At the recent Black Hat Mobile Security Summit in London, England, NowSecure researcher Ryan Welton warned of a significant security issue affecting more than 600 million users of Samsung mobile devices, including the Samsung Galaxy S4 and S5, and the recently released Samsung Galaxy S6.
A NowSecure statement on the vulnerability explains that the risk comes from a pre-installed keyboard that could allow attackers to remotely execute code; access sensors and resources like GPS, camera and microphone; install malware without the user knowing; tamper with how apps work or how the phone works; eavesdrop on incoming and outgoing messages and voice calls; and attempt to access sensitive personal data like pictures and text messages.
Although Samsung was alerted to the flaw in December 2014 and began providing a patch to mobile network operators in early 2015, it isn't clear if all carriers have provided the patch to devices on their networks, and it's difficult to determine how many mobile devices remain vulnerable at this point. It's also difficult for a user to determine if their carrier has patch their device.
The pre-installed keyboard in question uses technology from SwiftKey, but is unique to Samsung devices, comes pre-installed on the phones, and can't be disabled or uninstalled.https://o1.qnsr.com/log/p.gif?;n=203;c=204660766;s=9477;x=7936;f=201812281312070;u=j;z=TIMESTAMP;a=20392931;e=i
"The attack vector for this vulnerability requires an attacker capable of modifying upstream traffic," Welton wrote in a blog post detailing the issue. "The vulnerability is triggered automatically (no human interaction) on reboot as well as randomly when the application decides to update."
"This can include geographically proximate attacks such as rogue Wi-Fi access points or cellular base stations, or attacks from local users on a network, including ARP poisoning," Welton added. "Fully remote attacks are also feasible via DNS Hijacking, packet injection, a rogue router or ISP, etc."
In a statement, SwiftKey noted that the vulnerability is specific to Samsung devices, and does not affect the SwiftKey consumer apps on Google Play and the Apple App Store. "We supply Samsung with the core technology that powers the word predictions in their keyboard," the company stated. "It appears that the way this technology was integrated on Samsung devices introduced the security vulnerability."
Sooner after, Samsung added the following statement: "Samsung takes emerging security threats very seriously. We are aware of the recent issue reported by several media outlets and are committed to providing the latest in mobile security. Samsung KNOX has the capability to update the security policy of the phones, over-the-air, to invalidate any potential vulnerabilities caused by this issue. The security policy updates will begin rolling out in a few days."

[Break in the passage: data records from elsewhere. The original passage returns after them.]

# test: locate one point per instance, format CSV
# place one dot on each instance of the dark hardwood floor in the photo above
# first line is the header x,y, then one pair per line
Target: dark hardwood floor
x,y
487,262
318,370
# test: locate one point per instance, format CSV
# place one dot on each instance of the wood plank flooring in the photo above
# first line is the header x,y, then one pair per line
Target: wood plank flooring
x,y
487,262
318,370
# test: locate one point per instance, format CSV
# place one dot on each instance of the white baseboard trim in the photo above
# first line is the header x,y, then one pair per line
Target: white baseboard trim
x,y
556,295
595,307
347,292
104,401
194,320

Rapid7 security engineering manager Tod Beardsley told eSecurity Planet by email that using Samsung KNOX to roll out the updates is a good move on Samsung's part. "KNOX allows Samsung to bypass the often very slow over-the-air (OTA) OS update process," he said. "It's unclear from Samsung's statements, however, if this strategy will cover only KNOX enterprise users, or through the personal My KNOX platform. We'll know for sure in the coming days."
Regardless, Beardsley said, the vulnerability is difficult to exploit -- the attacker has to have control over the wireless network the target is on, or have thorough access to the target's service provider. "Yes, the vulnerability provides a path to system-level access for an adversary, which can ultimately compromise all personal data on a phone, including login passwords, stored files, and other personal information," he said. "That said, it’s not simply a matter of blasting out millions of phishing e-mails or texts and pointing victims to an evil download or website."
"So, while the vulnerability is absolutely real, the threat of exploit is fairly low," Beardsley added.